Two enzymes bound to one transfer RNA assume alternative conformations for consecutive reactions

摘要

In most bacteria and all archaea, glutamyl-tRNA synthetase (GluRS) glutamylates both tRNA~(Glu) and tRNA~(Gln), and then Glu-tRNA~(Gln) is selectively converted to Gln-tRNA~(Gln) by a tRNA-dependent amidotransferase. The mechanisms by which the two enzymes recognize their substrate tRNA(s), and how they cooperate with each other in Gln-tRNA~(Gln) synthesis, remain to be determined. Here we report the formation of the 'glutamine transamidosome' from the bacterium Thermotoga maritima, consisting of tRNA~(Gln), GluRS and the heterotrimeric amidotransferase GatCAB, and its crystal structure at 3.35 A resolution.

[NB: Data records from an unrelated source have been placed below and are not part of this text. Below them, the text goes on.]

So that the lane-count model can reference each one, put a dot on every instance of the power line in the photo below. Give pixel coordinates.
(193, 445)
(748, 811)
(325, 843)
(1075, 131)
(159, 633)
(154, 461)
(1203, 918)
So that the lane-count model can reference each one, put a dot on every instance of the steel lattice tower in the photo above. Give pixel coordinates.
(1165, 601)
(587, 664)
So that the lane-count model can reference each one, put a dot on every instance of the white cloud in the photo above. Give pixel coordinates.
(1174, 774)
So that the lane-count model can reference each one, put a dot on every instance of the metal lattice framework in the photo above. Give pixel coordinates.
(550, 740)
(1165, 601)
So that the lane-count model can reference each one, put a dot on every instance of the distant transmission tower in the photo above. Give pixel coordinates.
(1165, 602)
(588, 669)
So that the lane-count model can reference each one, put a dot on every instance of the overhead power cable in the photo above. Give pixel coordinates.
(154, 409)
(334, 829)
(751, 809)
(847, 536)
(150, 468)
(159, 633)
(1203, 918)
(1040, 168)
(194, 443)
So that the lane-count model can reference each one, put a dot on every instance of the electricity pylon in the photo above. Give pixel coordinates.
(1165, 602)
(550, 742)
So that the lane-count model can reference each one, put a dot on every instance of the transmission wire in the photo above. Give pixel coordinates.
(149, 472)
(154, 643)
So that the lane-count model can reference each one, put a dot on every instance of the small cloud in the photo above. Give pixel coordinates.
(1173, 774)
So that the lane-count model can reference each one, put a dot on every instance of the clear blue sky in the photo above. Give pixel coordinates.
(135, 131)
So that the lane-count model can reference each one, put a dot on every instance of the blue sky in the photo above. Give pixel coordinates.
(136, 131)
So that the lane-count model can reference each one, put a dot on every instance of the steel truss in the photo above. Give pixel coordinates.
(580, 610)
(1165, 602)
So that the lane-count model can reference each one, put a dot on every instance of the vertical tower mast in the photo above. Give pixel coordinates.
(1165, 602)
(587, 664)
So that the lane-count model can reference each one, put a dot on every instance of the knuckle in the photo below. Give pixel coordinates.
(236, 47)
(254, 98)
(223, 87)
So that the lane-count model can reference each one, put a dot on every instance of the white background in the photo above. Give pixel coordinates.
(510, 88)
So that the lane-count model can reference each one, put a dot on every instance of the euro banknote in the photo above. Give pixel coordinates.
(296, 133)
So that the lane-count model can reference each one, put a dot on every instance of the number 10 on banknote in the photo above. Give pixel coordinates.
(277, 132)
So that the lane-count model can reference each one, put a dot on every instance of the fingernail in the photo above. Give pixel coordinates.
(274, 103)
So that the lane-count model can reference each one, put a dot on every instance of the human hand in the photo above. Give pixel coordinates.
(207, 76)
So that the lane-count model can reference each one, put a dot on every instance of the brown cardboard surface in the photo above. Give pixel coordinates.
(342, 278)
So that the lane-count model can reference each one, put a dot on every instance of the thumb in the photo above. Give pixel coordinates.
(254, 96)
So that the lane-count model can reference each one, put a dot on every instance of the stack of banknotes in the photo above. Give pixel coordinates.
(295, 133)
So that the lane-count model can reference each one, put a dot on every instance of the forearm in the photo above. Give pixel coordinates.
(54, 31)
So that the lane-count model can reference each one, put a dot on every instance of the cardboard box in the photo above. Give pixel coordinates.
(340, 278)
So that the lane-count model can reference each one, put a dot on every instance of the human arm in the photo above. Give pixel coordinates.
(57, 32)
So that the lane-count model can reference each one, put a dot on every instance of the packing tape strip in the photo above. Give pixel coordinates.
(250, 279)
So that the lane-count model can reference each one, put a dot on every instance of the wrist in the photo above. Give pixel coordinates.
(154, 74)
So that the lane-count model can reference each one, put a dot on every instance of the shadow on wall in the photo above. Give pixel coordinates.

The anticodon-binding body of GluRS recognizes the common features of tRNA~(Gln) and tRNA~(Glu), whereas the tail body of GatCAB recognizes the outer corner of the L-shaped tRNA~(Gln) in a tRNA~(Gln)-spe-cific manner. GluRS is in the productive form, as its catalytic body binds to the amino-acid-acceptor arm of tRNA~(Gln). In contrast, GatCAB is in the non-productive form: the catalytic body of GatCAB contacts that of GluRS and is located near the acceptor stem of tRNA~(Gln), in an appropriate site to wait for the completion of Glu-tRNA~(Gln) formation by GluRS. We identified the hinges between the catalytic and anticodon-binding bodies of GluRS and between the catalytic and tail bodies of GatCAB, which allow both GluRS and GatCAB to adopt the productive and non-productive forms. The catalytic bodies of the two enzymes compete for the acceptor arm of tRNA~(Gln) and therefore cannot assume their productive forms simultaneously. The transition from the present glutamylation state, with the productive GluRS and the non-productive GatCAB, to the putative amidation state, with the nonproductive GluRS and the productive GatCAB, requires an intermediate state with the two enzymes in their non-productive forms, for steric reasons. The proposed mechanism explains how the transamidosome efficiently performs the two consecutive steps of Gln-tRNA~(Gln) formation, with a low risk of releasing the unstable intermediate Glu-tRNA~(Gln).